Parmi les nombreux champions que vous avez formés, y en a-t-il un qui est resté dans votre cœur ?

«Chaque personne avec qui vous travaillez vous laisse quelque chose. Avec certains on crée de vraies amitiés, avec d’autres moins, cela dépend de votre personnalité. Les portes qu’Ivan Ljubicic m’a ouvertes avec Riccardo Piatti pour entrer dans le monde du tennis ont été fondamentales. Chaque fois que je rencontre Ivan, c’est une grande émotion. Mais peut-être que le seul joueur avec qui je suis vraiment devenu ami est Andreas Seppi. J’ai souvent dormi à Caldaro, hébergé par sa famille. Même aujourd’hui, alors qu’on ne se voit plus très souvent car il vit principalement aux Etats-Unis, nous avons créé une relation très intime et profonde.”

Et puis il y a Sinner…

« Jannik a grandi avec nous à Bordighera au Piatti Tennis Center. Il est arrivé à l’âge de 14 ans alors qu’il était pratiquement un enfant et y est resté jusqu’à l’âge de dix-neuf ans. Quand on suit de près le parcours d’un enfant, cela nous met toujours un peu sous la peau, si vous voyez ce que je veux dire. Désormais, le voir numéro 1 mondial est une véritable fierté.”

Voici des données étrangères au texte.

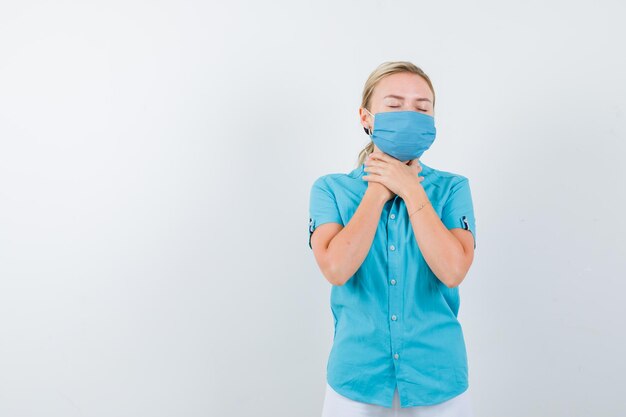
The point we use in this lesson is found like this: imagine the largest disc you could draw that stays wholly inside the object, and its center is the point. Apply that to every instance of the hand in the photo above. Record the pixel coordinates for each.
(380, 191)
(396, 176)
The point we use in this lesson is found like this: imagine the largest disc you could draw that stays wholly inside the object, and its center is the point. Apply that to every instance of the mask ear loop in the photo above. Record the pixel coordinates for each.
(367, 130)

Avez-vous beaucoup travaillé avec Jannik ?

« Honnêtement, quand il est arrivé, les premières années, je voyageais souvent à travers le monde avec Milos Raonic. Mais étant en charge des préparateurs sportifs, je connaissais très bien son parcours et suivais son évolution physique. Après son 17e anniversaire, j’ai travaillé avec lui et je travaille maintenant avec Sasha.

Alors, s’il y a une finale de Grand Chelem entre Zverev et Sinner, que se passera-t-il ?

« Je reste à la maison (rires, ndlr). Quand ils se sont affrontés l’année dernière à l’US Open, c’était émotionnellement compliqué pour moi. La veille du match, Sasha – en plaisantant mais pas trop – m’a demandé : ‘Mais tu seras dans mon coin demain ou pas ?'”.